One of the ways to help your lawn is by applying regular light dressings of compost. This acts as a “mulch” to retain moisture in the soil and protect the grass crowns from higher temperatures. -
Annual maintenance to reduce thatch.
The removal of thatch by scarifying should be an important part of your lawn maintenance programme. The thatch layer acts like a barrier to rainfall, and stops precious water getting down to the roots. Regular aeration is another useful operation which helps water find its way into the soil.
Helping your lawn recover after a drought
Once the drought has broken you will be able to assess what effect it’s had on your lawn. But be patient, because it may take a week or two before new shoots start appearing. In most cases, your lawn will fully recover.
If any bare areas persist overseed them with a turf seed mixture chosen to match the existing lawn. Scratch up the surface of the bare ground to loosen the soil before seeding. Cover the seed with a thin layer of compost to help germination, and keep damp for a week. Continue to mow the lawn at a height of no less than 25mm to allow the seedlings to establish without being shaded by the existing grass. Alternatively, buy a few rolls of turf from your TGA turf supplier, excavate the bare areas to the depth of the new turf, and drop the turf in.
A light application of autumn lawn feed will help the grass recover from the stress of summer drought.
Newly laid turf
Newly laid turf needs water to survive. Very often this water will be supplied by rainfall, but in dry spells you will need to keep it damp for the first 28 days by watering.
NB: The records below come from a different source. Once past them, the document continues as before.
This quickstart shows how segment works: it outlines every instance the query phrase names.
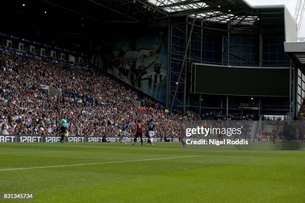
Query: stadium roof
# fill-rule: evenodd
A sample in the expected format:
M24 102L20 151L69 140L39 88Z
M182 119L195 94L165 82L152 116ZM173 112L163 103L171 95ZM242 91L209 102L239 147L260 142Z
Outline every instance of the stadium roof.
M305 73L305 42L284 42L285 52L296 63L303 73Z
M284 5L252 6L243 0L16 0L0 1L0 6L7 16L0 32L67 43L107 34L113 28L185 16L207 26L231 24L236 31L249 25L259 29L259 24L262 30L284 30Z

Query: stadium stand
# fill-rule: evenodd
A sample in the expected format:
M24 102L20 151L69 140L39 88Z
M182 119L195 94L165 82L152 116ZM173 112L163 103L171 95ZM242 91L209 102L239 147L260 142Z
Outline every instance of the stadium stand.
M0 126L4 134L57 135L64 114L71 135L109 137L119 136L123 123L129 121L133 126L138 118L144 122L154 119L157 136L173 137L178 136L181 119L244 120L254 116L166 113L161 104L141 98L95 69L12 50L0 51ZM62 97L48 95L44 86L57 89ZM139 100L141 106L131 99Z

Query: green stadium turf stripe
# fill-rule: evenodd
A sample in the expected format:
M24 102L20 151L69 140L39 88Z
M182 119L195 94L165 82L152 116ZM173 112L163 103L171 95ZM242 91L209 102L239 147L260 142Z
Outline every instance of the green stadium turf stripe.
M129 161L111 161L109 162L91 163L87 163L87 164L69 164L69 165L57 165L57 166L40 166L40 167L37 167L16 168L13 168L13 169L0 169L0 171L16 171L17 170L27 170L27 169L44 169L44 168L47 168L69 167L72 167L72 166L88 166L88 165L101 165L101 164L115 164L115 163L133 162L138 162L138 161L154 161L154 160L161 160L163 159L179 159L179 158L188 158L188 157L196 157L203 156L205 156L205 155L193 155L193 156L180 156L180 157L158 158L155 158L155 159L139 159L139 160L129 160Z

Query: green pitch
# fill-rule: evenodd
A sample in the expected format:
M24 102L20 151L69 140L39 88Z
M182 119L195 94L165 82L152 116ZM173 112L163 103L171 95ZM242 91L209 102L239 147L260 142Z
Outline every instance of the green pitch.
M32 194L28 203L304 203L305 150L260 149L269 144L2 143L0 193Z

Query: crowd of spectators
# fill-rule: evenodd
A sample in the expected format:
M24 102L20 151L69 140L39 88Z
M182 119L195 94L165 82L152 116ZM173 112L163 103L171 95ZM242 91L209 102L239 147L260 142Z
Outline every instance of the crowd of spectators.
M42 88L51 86L62 97L51 96ZM134 104L130 99L141 102ZM219 112L164 112L159 103L139 95L95 69L0 51L0 128L4 134L52 135L59 132L66 115L71 135L113 137L122 126L137 119L152 118L159 136L177 137L180 120L248 120L253 115L224 116ZM129 129L133 134L133 128Z

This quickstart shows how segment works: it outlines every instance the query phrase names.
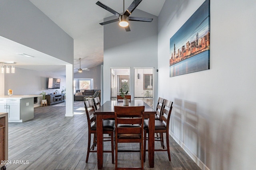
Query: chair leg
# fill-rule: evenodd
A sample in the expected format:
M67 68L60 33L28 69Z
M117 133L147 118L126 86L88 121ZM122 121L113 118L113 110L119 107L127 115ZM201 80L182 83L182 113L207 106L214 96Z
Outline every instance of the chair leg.
M171 155L170 153L170 146L169 145L169 133L167 132L166 134L166 148L167 149L167 153L168 153L168 157L169 158L169 161L171 161Z
M141 158L140 158L140 161L141 161L141 169L142 170L144 170L144 146L143 145L143 143L144 143L143 141L143 138L142 138L142 139L140 143L140 145L141 145L141 147L140 147L140 156L141 156Z
M88 158L89 158L89 154L90 154L90 147L91 146L91 134L89 134L88 135L88 147L87 147L87 154L86 155L86 159L85 162L88 162Z
M115 140L116 141L116 140L117 140L117 139L115 139ZM118 152L117 152L117 142L116 141L116 142L115 142L115 152L116 152L116 154L115 154L116 156L115 157L115 158L116 159L116 163L115 163L115 169L117 170L117 160L118 160L118 158L117 158L117 156L118 156L117 153L118 153Z
M114 164L114 133L112 133L111 134L111 156L112 157L112 163Z
M94 147L96 147L96 145L97 145L97 143L96 142L96 134L93 134L93 144L92 144L92 149L93 150L94 150Z
M164 149L164 133L160 133L161 145L163 149Z
M144 131L144 146L143 149L143 161L144 162L146 162L146 141L147 140L147 132L146 131Z

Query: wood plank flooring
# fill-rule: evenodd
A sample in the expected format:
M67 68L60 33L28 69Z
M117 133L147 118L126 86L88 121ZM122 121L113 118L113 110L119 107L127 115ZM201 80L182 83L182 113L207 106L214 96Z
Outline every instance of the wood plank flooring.
M23 123L9 123L7 170L97 170L97 154L90 153L85 162L88 137L83 103L74 105L75 115L66 117L64 106L54 105L34 108L34 118ZM200 170L171 137L172 161L166 152L155 152L155 167L149 168L147 156L146 170ZM138 147L126 144L125 147ZM160 147L156 143L155 147ZM110 142L104 143L109 149ZM122 146L121 146L122 147ZM140 164L138 152L118 154L118 166ZM104 169L114 169L111 153L104 153Z

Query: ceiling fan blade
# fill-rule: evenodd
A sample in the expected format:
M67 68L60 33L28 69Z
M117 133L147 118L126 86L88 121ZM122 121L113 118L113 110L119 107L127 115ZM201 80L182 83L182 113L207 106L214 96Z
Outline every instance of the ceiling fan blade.
M131 30L130 29L130 27L129 26L129 25L127 26L127 27L125 27L124 28L125 28L125 31L126 31L126 32L131 31Z
M109 21L106 21L105 22L102 22L100 23L100 24L102 25L104 25L107 24L108 23L112 23L112 22L116 22L117 21L119 21L119 19L118 18L115 19L114 20L110 20Z
M129 16L142 1L142 0L134 0L123 15Z
M118 13L116 11L115 11L114 10L112 9L111 8L108 7L106 5L100 2L100 1L98 1L97 2L96 2L96 4L98 5L99 6L100 6L100 7L105 9L107 11L108 11L110 12L111 13L112 13L112 14L113 14L117 16L118 17L119 17L119 16L120 16L120 15L121 15L120 14Z
M129 20L130 21L142 21L143 22L152 22L152 20L153 20L153 18L142 17L129 17Z

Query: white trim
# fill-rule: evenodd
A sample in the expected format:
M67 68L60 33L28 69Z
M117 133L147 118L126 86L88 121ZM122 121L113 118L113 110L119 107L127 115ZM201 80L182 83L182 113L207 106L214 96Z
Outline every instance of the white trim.
M192 160L198 166L199 168L202 170L210 170L206 165L204 164L194 154L191 152L189 149L186 147L186 146L181 141L172 133L170 130L169 130L169 134L170 136L173 138L173 139L178 143L178 144L183 149L184 151L188 154L188 156L192 159Z

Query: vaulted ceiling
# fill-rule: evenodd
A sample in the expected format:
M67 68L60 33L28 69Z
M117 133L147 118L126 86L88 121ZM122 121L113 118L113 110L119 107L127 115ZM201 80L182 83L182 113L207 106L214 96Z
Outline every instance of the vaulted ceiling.
M96 0L30 0L52 21L67 33L74 40L74 68L79 68L78 59L82 59L81 67L90 68L98 65L103 62L103 26L99 24L104 18L114 15L95 4ZM144 0L137 7L137 9L158 16L165 0ZM123 11L123 1L120 0L100 0L102 3L120 13ZM124 8L127 8L133 0L126 0ZM132 16L132 14L131 16ZM111 23L116 24L117 23ZM132 33L132 30L129 33ZM0 43L8 40L0 39ZM1 41L2 43L1 43ZM8 51L15 50L15 48L24 48L26 51L31 49L17 45L6 47ZM18 47L17 47L18 46ZM26 49L26 50L25 50ZM0 50L1 59L6 50ZM39 54L38 55L40 55ZM40 67L36 64L30 64L29 59L21 58L22 60L17 63L16 67L40 70ZM10 60L10 57L9 59ZM56 60L53 59L53 60ZM40 61L41 64L42 61ZM19 63L20 64L18 64ZM55 62L56 63L56 62ZM55 73L65 74L65 66L59 66L59 71L56 71L56 66L52 71ZM42 67L42 69L44 67ZM51 72L50 66L48 69ZM53 71L54 70L54 71ZM77 72L74 70L74 72Z

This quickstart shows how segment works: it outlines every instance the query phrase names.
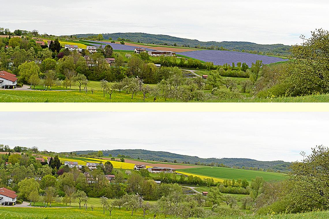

Watering a newly laid lawn – 10 tips
- When you prepare the ground for turfing consider incorporating a soil conditioner to increase the ability of the soil to retain moisture.
- Plan ahead to prevent the turf drying out: don’t have more turf delivered in a day than you can lay.
- Finish your ground preparation well in advance of the turf delivery. This way, you will be able to start laying the turf as soon as it has arrived. The quicker you lay the turf, the less chance it has of drying out.
- When your turf is delivered, stack it in a shady place.
- Dampen the ground immediately before laying.
- Tamp the turf lightly as you lay it to ensure good contact with the soil underneath.
- When you have finished turfing, water straight away. The first watering should ensure that the soil is damp to a depth of 100mm. Thereafter, aim to keep the turf, and the soil under it, damp – you can check this by turning up a corner of the turf.
- In the days following, water only either in the early morning or in the early evening, so the sun doesn’t burn off the water you’ve added.
- It’s important not to over-water your turf. Over-watering will create boggy conditions - ideal for the development of grass diseases.
- Water less and less frequently over the next 28 days. The turf should never be allowed to dry out and go brown in this period.
After 28 days the turf should be well established and will be able to fend for itself without the need for further watering.